I have worked in natural language processing and language engineering since 1987.
My main achievement was launching a distributed resource center for the the processing of the Portuguese language, Linguateca (2000-), as a follow-up of the Computational Processing of Portuguese project (1998-2000).
In this connection, I have been involved in the organization of several evaluation contests for Portuguese (Morfolimpíadas, HAREM, GikiCLEF, Págico) as well as in adding Portuguese to CLEF, the main international forum for crosslingual information retrieval.
Also in the scope of Linguateca, I have deployed or helped deploy several important corpus resources for Portuguese, such as AC/DC, COMPARA, the Floresta Sintá(c)tica treebank, and CorTrad. I have also supervised the creation of CETEMPúblico, CETENFolha and the CHAVE and GIRA collections for IR evaluation, as well as the development of the Esfinge QA system.

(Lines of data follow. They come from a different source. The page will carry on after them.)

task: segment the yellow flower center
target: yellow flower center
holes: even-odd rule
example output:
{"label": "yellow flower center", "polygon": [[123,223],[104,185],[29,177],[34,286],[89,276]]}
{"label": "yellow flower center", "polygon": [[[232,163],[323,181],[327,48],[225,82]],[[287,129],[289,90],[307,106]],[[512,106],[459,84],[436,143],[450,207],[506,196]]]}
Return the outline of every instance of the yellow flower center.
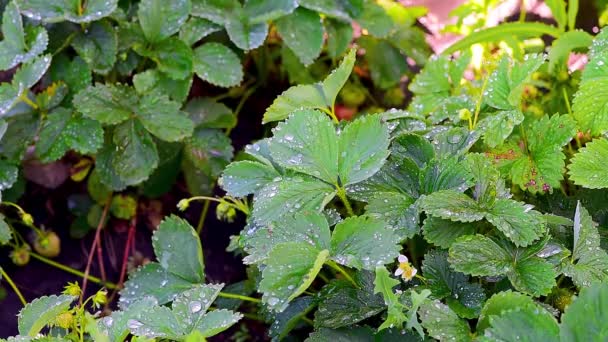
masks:
{"label": "yellow flower center", "polygon": [[412,280],[412,278],[414,278],[414,268],[412,267],[412,265],[410,265],[409,262],[400,262],[399,263],[399,269],[403,271],[403,273],[401,273],[401,277],[405,280]]}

To know something about my past, see a short CV or my more than 430 publications.
See also my interests page, written in 1997 and slightly updated in 2003.

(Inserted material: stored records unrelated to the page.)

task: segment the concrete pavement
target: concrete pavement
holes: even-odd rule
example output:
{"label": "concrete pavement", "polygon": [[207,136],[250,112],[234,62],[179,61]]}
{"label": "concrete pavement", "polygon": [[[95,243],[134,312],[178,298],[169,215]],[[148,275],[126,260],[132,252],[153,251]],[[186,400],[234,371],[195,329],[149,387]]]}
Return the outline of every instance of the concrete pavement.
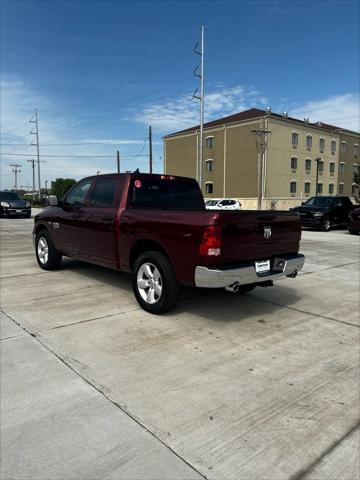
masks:
{"label": "concrete pavement", "polygon": [[2,478],[360,478],[359,237],[303,232],[297,279],[156,317],[127,275],[41,271],[31,227],[0,225]]}

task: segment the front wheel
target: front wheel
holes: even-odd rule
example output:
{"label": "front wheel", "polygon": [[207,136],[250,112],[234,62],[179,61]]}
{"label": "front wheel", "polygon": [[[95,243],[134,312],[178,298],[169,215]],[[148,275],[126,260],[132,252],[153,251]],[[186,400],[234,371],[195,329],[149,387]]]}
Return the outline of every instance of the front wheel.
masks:
{"label": "front wheel", "polygon": [[160,252],[140,255],[133,268],[133,290],[139,305],[149,313],[171,310],[179,298],[179,285],[169,260]]}
{"label": "front wheel", "polygon": [[324,218],[322,227],[323,227],[324,232],[330,232],[330,230],[331,230],[331,220],[330,220],[330,218]]}
{"label": "front wheel", "polygon": [[56,270],[61,265],[61,253],[56,250],[50,233],[41,230],[35,238],[36,260],[43,270]]}

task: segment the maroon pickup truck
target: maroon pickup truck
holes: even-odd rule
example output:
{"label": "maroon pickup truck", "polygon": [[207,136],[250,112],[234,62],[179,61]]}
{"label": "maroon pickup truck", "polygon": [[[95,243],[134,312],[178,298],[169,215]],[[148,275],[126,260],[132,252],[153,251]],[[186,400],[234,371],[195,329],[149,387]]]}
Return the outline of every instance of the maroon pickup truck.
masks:
{"label": "maroon pickup truck", "polygon": [[151,313],[177,302],[180,286],[249,291],[295,277],[299,214],[207,211],[191,178],[139,172],[88,177],[35,217],[38,264],[63,255],[131,272],[135,297]]}

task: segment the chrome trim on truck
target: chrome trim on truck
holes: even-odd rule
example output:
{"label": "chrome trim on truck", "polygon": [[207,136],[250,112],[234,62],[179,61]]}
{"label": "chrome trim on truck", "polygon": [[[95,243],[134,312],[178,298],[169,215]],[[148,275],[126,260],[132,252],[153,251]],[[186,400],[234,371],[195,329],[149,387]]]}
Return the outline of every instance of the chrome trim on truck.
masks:
{"label": "chrome trim on truck", "polygon": [[[283,263],[282,263],[283,261]],[[266,275],[258,275],[253,265],[238,268],[219,269],[197,266],[195,268],[195,285],[201,288],[224,288],[234,283],[248,285],[268,280],[278,280],[282,277],[296,276],[305,263],[304,255],[284,256],[274,260],[274,266],[283,265],[281,271],[274,268]]]}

I believe (for NLP) in language communities (all those who speak Portuguese); not geographical communities (such as Iberian, European or Latin-American).
I believe that people should teach and learn in their own native language, and that scientific publishing in English only is fundamentally wrong (for non-native English speakers). Scientists have the duty to translate and mediate science in their own language, instead of betraying it.